I’d use level of education, maybe in five rough groups: high school drop out, high school diploma/GED, some college, BA, graduate/professional degree. Level of education is often used as a measure of social class in sociology. Is it perfect? No. But it’ll do. (What would be awesome for this question would be some sort of data on parents’ education/occupation/income, but I don’t know where to find that quickly.)

I’d do my analysis separately for men and women. My suspicion is that, especially for older generations, it was more common for women to marry men with higher levels of education than vice versa.

And speaking of age, I’d probably do some age groups. Something like: 20-29, 30-39, 40-49, 50-59, 60-75.

Finally, I think I’d want to throw race/ethnicity into the model. Why? Because I know that compared to black men, black women are way over-represented in higher education, but things are much more even for whites.

Anything else that should go into this analysis?

I don’t think anybody in this thread is trying to divorce income from class, myself included. And I know that couching my query in terms of class distinctions leaves me in a real gray area with respect to the results I can expect. I’m fine with that, actually. It’s intentionally broad. I could try to impose limits on the type of information I’m looking for – something like BetsQ is doing in the post directly above mine, you know, setting parameters and all that – but I’m equally interested in how researchers have dealt with that problem. So the studies, if anybody could find more than one of them, don’t have to agree with eachother in terms of methodology. Looking at how people choose to approach the problem is profitable to me, too.

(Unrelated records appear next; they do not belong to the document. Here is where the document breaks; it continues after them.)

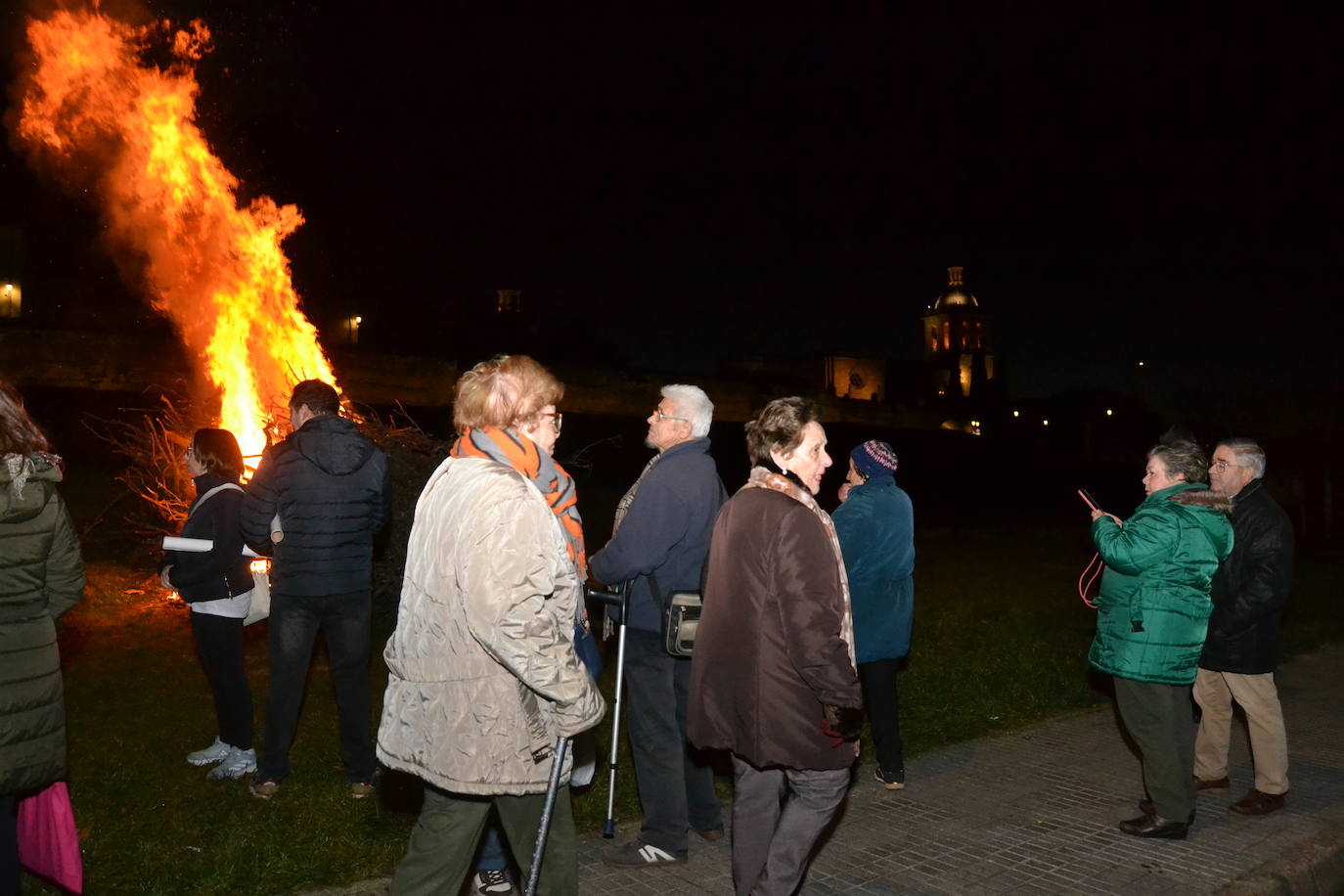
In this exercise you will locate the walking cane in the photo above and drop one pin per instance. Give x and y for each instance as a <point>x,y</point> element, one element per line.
<point>547,808</point>
<point>618,597</point>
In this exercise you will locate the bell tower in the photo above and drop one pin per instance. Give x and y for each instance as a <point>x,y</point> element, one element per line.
<point>959,349</point>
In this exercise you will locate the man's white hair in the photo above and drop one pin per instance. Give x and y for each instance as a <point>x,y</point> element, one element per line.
<point>694,405</point>
<point>1249,453</point>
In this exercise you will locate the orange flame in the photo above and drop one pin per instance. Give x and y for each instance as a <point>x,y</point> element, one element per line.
<point>94,111</point>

But first and foremost, I’m looking for “hard” numbers here, maybe some bar graphs of varying colors, lists of percentages, etc. So long as the studies have something to do with my question, the nitty-gritty of how researchers do their thing isn’t so important to me.

One factor to consider is that many people who marry outside of their income class marry inside their professional class, e.g., doctor marries nurse (the classic example), star marries chorus line dancer, lawyer marries paralegal, CEO marries administrative assistant, etc.

There’s also the factor of a spouse working to put the other spouse through school.

My wife’s family is an interesting case history. The older generation was pretty much completely blue-collar/skilled trades (plumbers, carpenters, electricians, etc.) About half their kids went to college, while the other half stayed in the trades. A lot of the kids who went to college ended up marrying someone in the trades, because, despite their education, they were more comfortable living a blue-collar lifestyle. Of course, that doesn’t correlate to income at all – the most affluent of my wife’s cousins is a liberal arts graduate who married a (very successful) contractor.

Perhaps, though, parents education level is the best indicator. Read the Freakonomics chapters about how the single most important determinant of a child’s success is the education level of the parents.*

Then you can do side research about how many people “move up” in class by being the first one in their family to go to college.

The real stat then would be not who married one-up or one-down (HS on college grad) so much as who married 2 up or 2 down - HS dropout and college grad, MS/PhD and HS grad, etc.

As for income, I would go well beyond 30%; probably even more than 100% up and 50% down. The trouble is a decent “middle income” family could be anything from $40,000 to $120,000 or more. The high end just has a few more luxuries - second car, bigger house, vacation, more toys; they are not likely to be “upper class” as in “we have servants”…

  • Yes I know people move up and down in class and there are exceptions. The trouble with statistics, as some wag pointed out, is that “the average person has one breast and one testicle.”